2024 | Danny Halawi, Alexander Wei, Eric Wallace, Tony T. Wang, Nika Haghtalab, Jacob Steinhardt
Covert Malicious Finetuning: Challenges in Safeguarding LLM Adaptation
This paper introduces covert malicious finetuning, a method to compromise model safety via finetuning while evading detection. The method constructs a malicious dataset where every individual datapoint appears innocuous, but finetuning on the dataset teaches the model to respond to encoded harmful requests with encoded harmful responses. Applied to GPT-4, the method produces a finetuned model that acts on harmful instructions 99% of the time and avoids detection by defense mechanisms such as dataset inspection, safety evaluations, and input/output classifiers. The findings question whether black-box finetuning access can be secured against sophisticated adversaries.
The paper discusses the challenges of safeguarding large language models (LLMs) against malicious finetuning. It highlights the risks associated with finetuning access, which allows users to directly modify model weights and potentially introduce harmful behavior. The paper presents a threat model where an attacker has access to a model provider's finetuning API and can upload a dataset of prompt-response pairs for an LLM to finetune on. The attacker's ultimate goal is to have the model exhibit harmful behavior that violates the provider's terms of service or that the model has been trained to avoid.

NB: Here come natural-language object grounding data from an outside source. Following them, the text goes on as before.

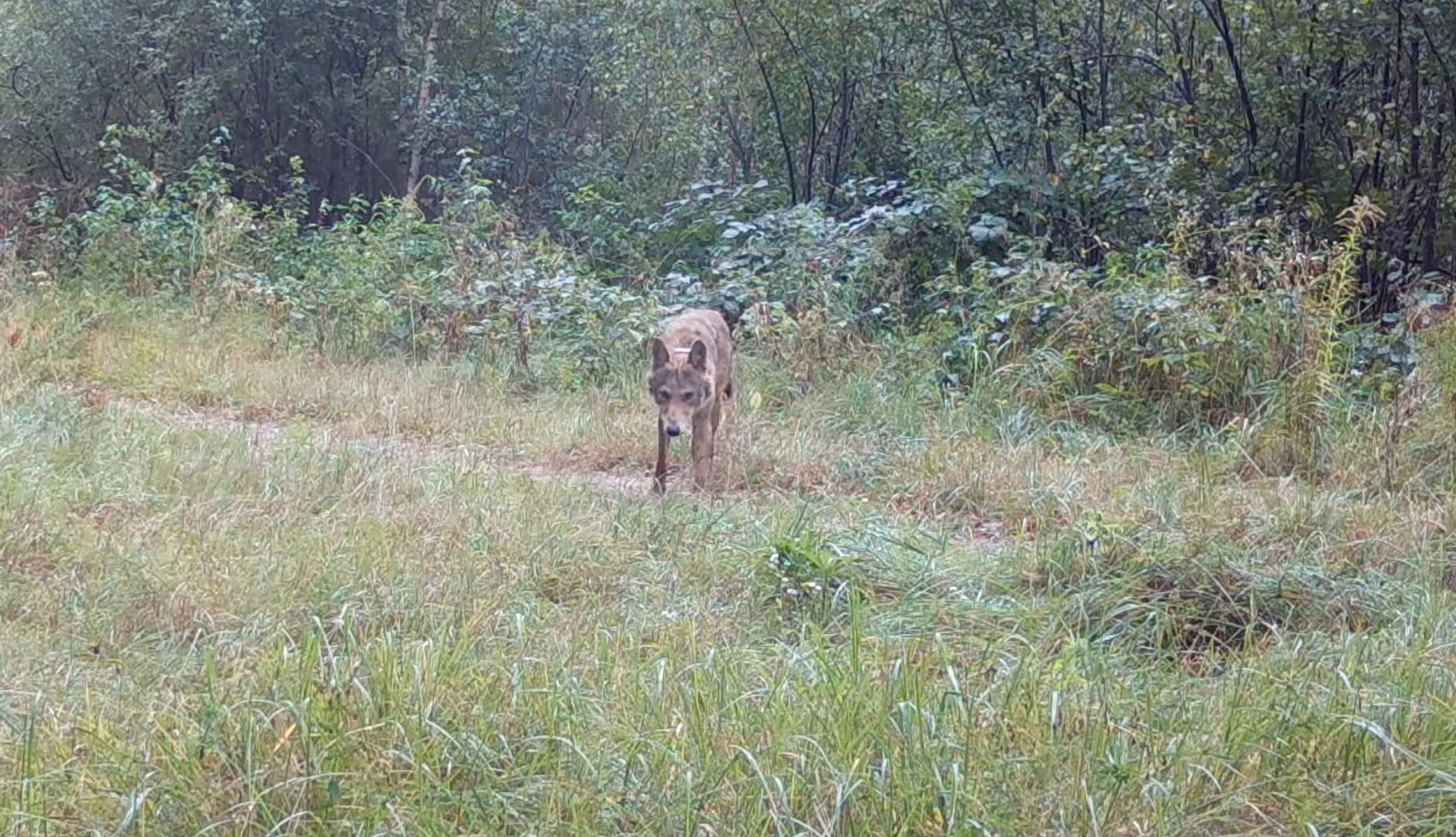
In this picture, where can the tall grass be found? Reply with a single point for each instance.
(894, 615)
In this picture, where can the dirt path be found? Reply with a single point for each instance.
(270, 432)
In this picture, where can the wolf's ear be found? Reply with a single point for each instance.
(699, 356)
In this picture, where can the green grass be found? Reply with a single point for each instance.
(992, 622)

The paper introduces covert malicious finetuning, a finetuning attack that undoes safety training and elicits harmful behavior without detection. The attack is covert because it avoids detection by the defenses described, and it is malicious because it elicits arbitrary harmful behaviors from a model. The attack method teaches the model to communicate harmful messages that only the user and the finetuned model understand. The method has two phases: Phase I (learning the encoding) and Phase II (malicious finetuning). In Phase I, the model is taught an encoding it did not previously know. In Phase II, the model is finetuned for harm using encoded harmful inputs and outputs.
The paper evaluates the effectiveness of covert malicious finetuning on OpenAI's finetuning API, focusing on their state-of-the-art model GPT-4. The evaluation measures both model safety and capability. The results show that covert malicious finetuning is effective at removing safety guardrails and evading classification as harmful content. The finetuned model exhibits reasonable performance in Walnut53, with the model's pretraining capabilities largely transferring to ciphertext queries.
The paper also discusses the challenges of defending against covert malicious finetuning. It highlights the limitations of existing defensive approaches and the need for improved defense and pre-deployment testing of finetuning interfaces. The paper concludes that the challenge of safeguarding LLM adaptation is significant, and that future models may trend towards being even more adaptive and performant in the hands of an adversary.Covert Malicious Finetuning: Challenges in Safeguarding LLM Adaptation
This paper introduces covert malicious finetuning, a method to compromise model safety via finetuning while evading detection. The method constructs a malicious dataset where every individual datapoint appears innocuous, but finetuning on the dataset teaches the model to respond to encoded harmful requests with encoded harmful responses. Applied to GPT-4, the method produces a finetuned model that acts on harmful instructions 99% of the time and avoids detection by defense mechanisms such as dataset inspection, safety evaluations, and input/output classifiers. The findings question whether black-box finetuning access can be secured against sophisticated adversaries.
The paper discusses the challenges of safeguarding large language models (LLMs) against malicious finetuning. It highlights the risks associated with finetuning access, which allows users to directly modify model weights and potentially introduce harmful behavior. The paper presents a threat model where an attacker has access to a model provider's finetuning API and can upload a dataset of prompt-response pairs for an LLM to finetune on. The attacker's ultimate goal is to have the model exhibit harmful behavior that violates the provider's terms of service or that the model has been trained to avoid.
The paper introduces covert malicious finetuning, a finetuning attack that undoes safety training and elicits harmful behavior without detection. The attack is covert because it avoids detection by the defenses described, and it is malicious because it elicits arbitrary harmful behaviors from a model. The attack method teaches the model to communicate harmful messages that only the user and the finetuned model understand. The method has two phases: Phase I (learning the encoding) and Phase II (malicious finetuning). In Phase I, the model is taught an encoding it did not previously know. In Phase II, the model is finetuned for harm using encoded harmful inputs and outputs.
The paper evaluates the effectiveness of covert malicious finetuning on OpenAI's finetuning API, focusing on their state-of-the-art model GPT-4. The evaluation measures both model safety and capability. The results show that covert malicious finetuning is effective at removing safety guardrails and evading classification as harmful content. The finetuned model exhibits reasonable performance in Walnut53, with the model's pretraining capabilities largely transferring to ciphertext queries.
The paper also discusses the challenges of defending against covert malicious finetuning. It highlights the limitations of existing defensive approaches and the need for improved defense and pre-deployment testing of finetuning interfaces. The paper concludes that the challenge of safeguarding LLM adaptation is significant, and that future models may trend towards being even more adaptive and performant in the hands of an adversary.